The management of incidents affecting the production infrastructure is based on TRAC issue tracking system. Open incidents can be browsed using TRAC report1 . Closed incidents can be browsed using TRAC report 2.

The resolution of infrastructure incidents is based on the following steps:

  1. incident submission
  2. prioritization and assignment
  3. 1st level support
  4. 2nd level support (optional)
  5. management decision (optional)
  6. resolution and recovery
  7. incident closure


1) Incident Submission

Incident tickets are created in TRAC. Tickets must be created as follows:

  • enter your email address
  • fill the Summary text box
  • fill the Description text box
  • select the required Priority (optional)
  • add other concerned people in CC (optional)
  • select the appropriate VREVirtual Research Environment. (optional)

Note: access to TRAC can be requested by emailing to the project support mailing list.


2) Prioritization and Assignment

The Infrastructure Managers assign the correct priority to the incident:

  • High: tickets must be solved maximum in 2 working days or in a Maintenance Release
  • Normal: tickets must be solved in one week time or in the next Minor/Major Release
  • Low: tickets must be solved in two weeks time or possibly in the the next Minor/Major Release

Tickets must also be assigned to one member of the Support Team.
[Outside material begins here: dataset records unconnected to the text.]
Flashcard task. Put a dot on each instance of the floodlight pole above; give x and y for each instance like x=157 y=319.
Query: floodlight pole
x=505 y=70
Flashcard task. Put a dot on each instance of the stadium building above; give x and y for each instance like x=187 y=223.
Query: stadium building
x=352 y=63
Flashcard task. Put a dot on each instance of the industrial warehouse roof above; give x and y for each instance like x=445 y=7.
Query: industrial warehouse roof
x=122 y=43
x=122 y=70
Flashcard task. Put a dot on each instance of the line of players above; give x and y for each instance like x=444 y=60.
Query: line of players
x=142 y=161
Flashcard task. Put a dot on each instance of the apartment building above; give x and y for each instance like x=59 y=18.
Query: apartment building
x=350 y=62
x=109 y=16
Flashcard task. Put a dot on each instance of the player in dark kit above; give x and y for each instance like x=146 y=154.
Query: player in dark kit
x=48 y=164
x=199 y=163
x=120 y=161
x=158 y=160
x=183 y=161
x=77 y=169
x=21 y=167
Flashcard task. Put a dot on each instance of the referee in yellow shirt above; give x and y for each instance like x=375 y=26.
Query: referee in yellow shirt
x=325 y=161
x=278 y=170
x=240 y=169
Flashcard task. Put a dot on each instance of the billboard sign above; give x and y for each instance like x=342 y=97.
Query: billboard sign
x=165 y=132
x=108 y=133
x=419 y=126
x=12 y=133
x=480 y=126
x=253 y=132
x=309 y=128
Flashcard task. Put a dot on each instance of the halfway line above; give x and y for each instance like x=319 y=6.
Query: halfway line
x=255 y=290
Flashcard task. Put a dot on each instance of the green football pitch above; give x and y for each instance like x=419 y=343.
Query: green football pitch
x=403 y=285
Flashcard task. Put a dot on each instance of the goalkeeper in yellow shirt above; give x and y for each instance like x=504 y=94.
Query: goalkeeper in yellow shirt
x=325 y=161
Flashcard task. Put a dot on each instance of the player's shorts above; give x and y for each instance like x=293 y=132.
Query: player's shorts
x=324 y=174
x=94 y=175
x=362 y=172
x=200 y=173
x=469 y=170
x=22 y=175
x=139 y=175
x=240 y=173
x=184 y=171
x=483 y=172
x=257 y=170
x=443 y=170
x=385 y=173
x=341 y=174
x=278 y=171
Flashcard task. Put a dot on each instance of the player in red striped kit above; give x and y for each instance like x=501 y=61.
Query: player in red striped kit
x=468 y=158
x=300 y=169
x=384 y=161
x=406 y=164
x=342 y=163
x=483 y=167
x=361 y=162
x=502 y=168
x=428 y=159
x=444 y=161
This is done either by Infrastructure Managers or by members of the Support Team. The assigned Support Team member is automatically notified by email. All email notifications are also send to the support team mailing list.


3) 1st Line Support

The assigned member of the Support Team analyses the ticket and resolves the issue. Reassignment of the ticket to other members of the Support Team might occur as a result of ticket analysis and resolution.

If the Support Team is not able to close the incident, the ticket is escalated to the TCom for further analysis (functional escalation).


4) 2nd Line Support

The TCom tries to understand and solve the incident.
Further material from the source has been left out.